SparkContext在初始化過程中,主要實現以下幾個組件:
- SparkEnv
- DAGScheduler
- TaskScheduler
- SchedulerBackend
- WebUI
在SparkContext中最重要的參數就是SparkConf,在源碼中可以看到,SparkContext裏面的conf是調用clone()而來的,然後進行各種驗證。
try {
_conf = config.clone()
_conf.validateSettings()
if (!_conf.contains("spark.master")) {
throw new SparkException("A master URL must be set in your configuration")
}
if (!_conf.contains("spark.app.name")) {
throw new SparkException("An application name must be set in your configuration")
}
// System property spark.yarn.app.id must be set if user code ran by AM on a YARN cluster
// yarn-standalone is deprecated, but still supported
if ((master == "yarn-cluster" || master == "yarn-standalone") &&
!_conf.contains("spark.yarn.app.id")) {
throw new SparkException("Detected yarn-cluster mode, but isn't running on a cluster. " +
"Deployment to YARN is not supported directly by SparkContext. Please use spark-submit.")
}
if (_conf.getBoolean("spark.logConf", false)) {
logInfo("Spark configuration:\n" + _conf.toDebugString)
}
// Set Spark driver host and port system properties
_conf.setIfMissing("spark.driver.host", Utils.localHostName())
_conf.setIfMissing("spark.driver.port", "0")
_conf.set("spark.executor.id", SparkContext.DRIVER_IDENTIFIER)
第一步,創建SparkEnv
SparkEnv是Spark的執行環境對象,其中包括與衆多Executor執行相關的對象。

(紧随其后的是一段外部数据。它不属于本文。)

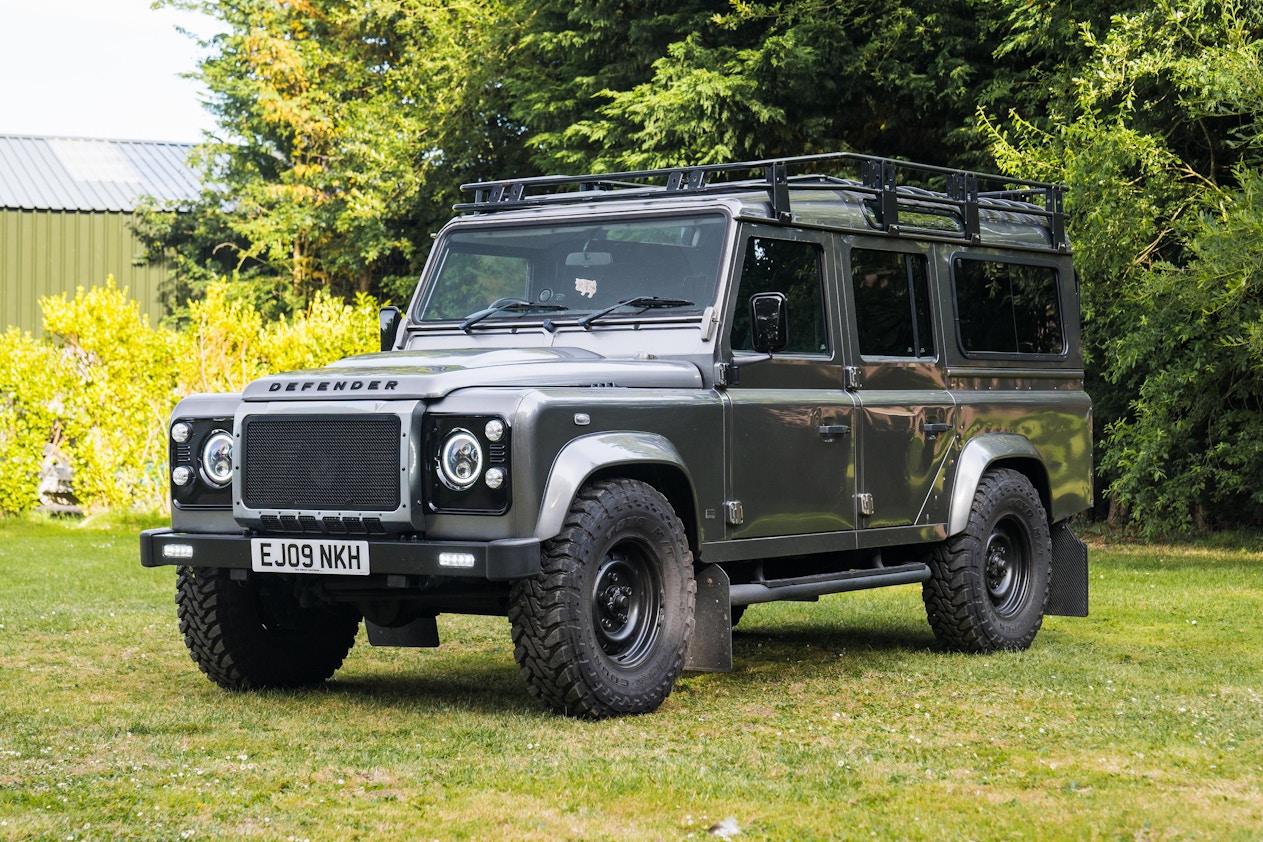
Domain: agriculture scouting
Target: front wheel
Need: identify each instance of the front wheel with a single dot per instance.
(245, 635)
(989, 585)
(604, 628)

在local模式下Driver會創建Executor,local-cluster部署模式或者Standalone部署模式下Worker另起的CoarseGrainedExecutorBackend進程中也會創建Executor,所以SparkEnv存在於Driver或者CoarseGrainedExecutorBackend進程中。
_env = createSparkEnv(_conf, isLocal, listenerBus)
SparkEnv.set(_env)
private[spark] def createSparkEnv(
conf: SparkConf,
isLocal: Boolean,
listenerBus: LiveListenerBus): SparkEnv = {
SparkEnv.createDriverEnv(conf, isLocal, listenerBus, SparkContext.numDriverCores(master))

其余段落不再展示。